My suggestion is that you approach her again about turning in the loss to her insurance company. You may even suggest that you will pay her entire deductible. I think that is as much as you would owe her under the circumstances.
If she chooses to discontinue being your friend, then that is her second poor choice in this incident. She is being unreasonable.
I am 19 years old. I am having a hard time having the ambition and the drive to get out there in the “real” world.
I have goals and dreams, but the thing is that I have a really close relationship with my mother. I fell that if I “break away” from her that I am going to end up losing the bond that is between us.
Even though I am 19, I still feel that I need to ask her permission for almost everything that I do. She is even telling me that I don’t have to ask her permission any more, and that I am old enough to make my own decisions.
I am just scared and nervous that I will do something wrong, or something that she doesn’t approve of. I am the type of person that really doesn’t want to upset my mother.
This whole issue is making me very emotional. At times, I even cry. I don’t understand why I feel this way. I think that I am just confused. Please help.
Signed, Scaredy Cat
Dear Scaredy Cat,
Please try not to be so hard on yourself. Growing up, and becoming independent from one’s parents happens at different times and ages to different people.
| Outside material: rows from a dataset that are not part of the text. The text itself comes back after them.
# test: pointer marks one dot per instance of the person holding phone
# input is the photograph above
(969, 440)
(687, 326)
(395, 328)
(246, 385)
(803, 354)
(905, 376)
You don’t have to start out by making all of your own decisions. However, you really need to start making some of them.
Just like anything else in life, if you haven’t done something before, it can seem to be harder than it really is.
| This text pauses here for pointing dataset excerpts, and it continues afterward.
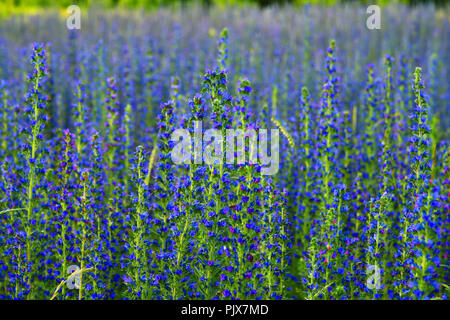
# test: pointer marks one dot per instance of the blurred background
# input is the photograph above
(30, 4)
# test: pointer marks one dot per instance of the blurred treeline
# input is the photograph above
(156, 3)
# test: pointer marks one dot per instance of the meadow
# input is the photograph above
(92, 205)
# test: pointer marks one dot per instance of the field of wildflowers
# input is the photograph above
(92, 205)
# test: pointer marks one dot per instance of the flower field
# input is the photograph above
(92, 205)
So, you need to start practicing. I’ll bet that once you try to make some of your own decisions that you will find that you like the feeling that you get. You may feel much more self-reliant. The more decisions that you make for yourself, the more confidence you will get.
And guess what? Every decision that you make, or that anyone makes for that matter, is not always the best one.
Everyone is going to make mistakes. But, you just learn from them, and try very hard not to make the same mistake twice.
Finally, don’t worry about losing the bond with your mom. That will never happen. She is your mom forever, and she will always love you.